Werthen knew this routine only too well from his days in Graz: Gross was removing himself from the distractions of society in order to concentrate all his formidable powers on this most challenging case. As with so much investigative work, Werthen was coming to understand, the real problem was not discovering who did it, but making sure they paid for their transgressions.
Before entering his ruminative hibernation, Gross issued a stern caveat: no one was to attempt to have the incriminating evidence hidden at Forstl’s apartment ‘discovered’ by the police.

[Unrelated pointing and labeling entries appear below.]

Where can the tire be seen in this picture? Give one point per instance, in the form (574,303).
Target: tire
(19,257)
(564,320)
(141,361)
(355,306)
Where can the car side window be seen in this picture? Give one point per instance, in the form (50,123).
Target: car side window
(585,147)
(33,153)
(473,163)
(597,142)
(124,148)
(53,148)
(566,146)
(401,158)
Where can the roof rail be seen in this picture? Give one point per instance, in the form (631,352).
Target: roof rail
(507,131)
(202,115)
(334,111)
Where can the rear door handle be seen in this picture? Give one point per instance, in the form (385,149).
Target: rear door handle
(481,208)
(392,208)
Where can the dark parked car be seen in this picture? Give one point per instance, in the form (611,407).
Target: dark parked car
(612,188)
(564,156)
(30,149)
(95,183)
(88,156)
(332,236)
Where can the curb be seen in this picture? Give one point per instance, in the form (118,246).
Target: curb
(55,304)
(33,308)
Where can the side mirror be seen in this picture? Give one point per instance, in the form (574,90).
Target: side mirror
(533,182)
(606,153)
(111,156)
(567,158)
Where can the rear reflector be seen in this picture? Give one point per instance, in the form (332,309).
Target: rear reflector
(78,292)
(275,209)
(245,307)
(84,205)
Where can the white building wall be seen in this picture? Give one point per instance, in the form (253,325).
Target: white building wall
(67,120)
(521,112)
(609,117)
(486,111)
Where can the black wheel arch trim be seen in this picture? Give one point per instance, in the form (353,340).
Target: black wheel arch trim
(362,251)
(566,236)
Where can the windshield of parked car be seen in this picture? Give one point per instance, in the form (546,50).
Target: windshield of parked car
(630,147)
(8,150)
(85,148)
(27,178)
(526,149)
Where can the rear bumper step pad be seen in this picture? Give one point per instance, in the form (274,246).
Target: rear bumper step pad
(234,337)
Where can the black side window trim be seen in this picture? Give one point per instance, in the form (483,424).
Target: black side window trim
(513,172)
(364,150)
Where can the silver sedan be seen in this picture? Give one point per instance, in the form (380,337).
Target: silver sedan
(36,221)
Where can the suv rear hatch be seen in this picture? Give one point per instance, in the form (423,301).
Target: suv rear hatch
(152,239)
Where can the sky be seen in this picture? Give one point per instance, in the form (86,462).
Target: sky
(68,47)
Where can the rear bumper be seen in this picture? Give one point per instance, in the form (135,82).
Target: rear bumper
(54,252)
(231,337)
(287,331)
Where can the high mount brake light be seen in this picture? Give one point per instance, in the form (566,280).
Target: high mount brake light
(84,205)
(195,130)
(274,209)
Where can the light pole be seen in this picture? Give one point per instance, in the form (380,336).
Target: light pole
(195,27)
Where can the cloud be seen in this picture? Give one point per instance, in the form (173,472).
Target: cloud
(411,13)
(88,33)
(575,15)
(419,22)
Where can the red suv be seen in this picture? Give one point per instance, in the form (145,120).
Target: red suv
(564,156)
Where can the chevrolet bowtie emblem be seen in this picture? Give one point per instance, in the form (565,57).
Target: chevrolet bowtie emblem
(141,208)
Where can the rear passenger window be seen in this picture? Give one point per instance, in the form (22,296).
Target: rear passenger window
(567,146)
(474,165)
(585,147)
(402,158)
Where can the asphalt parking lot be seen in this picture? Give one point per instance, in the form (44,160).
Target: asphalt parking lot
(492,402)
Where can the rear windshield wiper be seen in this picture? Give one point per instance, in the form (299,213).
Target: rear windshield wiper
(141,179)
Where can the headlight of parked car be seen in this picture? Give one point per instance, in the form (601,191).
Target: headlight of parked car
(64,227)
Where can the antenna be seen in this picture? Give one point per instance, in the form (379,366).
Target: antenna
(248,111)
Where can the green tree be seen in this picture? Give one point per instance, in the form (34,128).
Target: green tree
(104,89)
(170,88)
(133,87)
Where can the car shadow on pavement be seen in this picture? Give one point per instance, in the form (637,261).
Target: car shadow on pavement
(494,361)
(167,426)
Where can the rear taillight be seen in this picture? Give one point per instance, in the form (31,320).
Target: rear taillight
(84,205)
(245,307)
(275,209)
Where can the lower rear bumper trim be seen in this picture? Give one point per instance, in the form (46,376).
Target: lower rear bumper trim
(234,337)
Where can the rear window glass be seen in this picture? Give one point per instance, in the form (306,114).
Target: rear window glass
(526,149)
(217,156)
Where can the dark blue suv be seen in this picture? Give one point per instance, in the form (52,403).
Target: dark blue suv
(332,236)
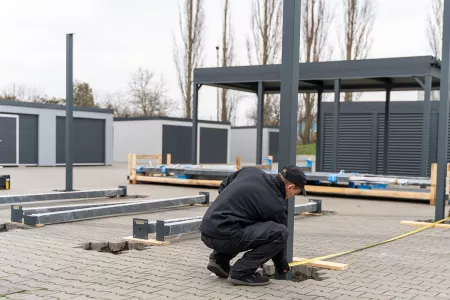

Berthe fumed at this directive. ‘I risked my life to uncover that evidence and now he wants to give the man a chance to dispose of it.’
Werthen raised his eyebrows at this.
‘What?’ she said. ‘It was dangerous. You said so yourself.’
Next morning, Gross deigned to breakfast with the mere mortals of the household. But Berthe was still with Frieda, so Werthen and Gross had the dining table to themselves.
‘Have you got the solution, Gross?’ Werthen asked as he passed the warmed milk for the coffee.
‘Time will tell,’ he said, pouring a trickle of milk into his steaming cup of coffee. There were fresh Kipferls today, and he plucked one of these predecessors to the croissant from the linen-lined basket and dunked it exuberantly into the coffee, leaving a brown trail dripping on the tablecloth as he maneuvered it to his mouth.
‘I have but one request,’ he said, reaching into his pocket and removing a small sheet of paper. On it the criminologist had written a telephone number and a paragraph of text.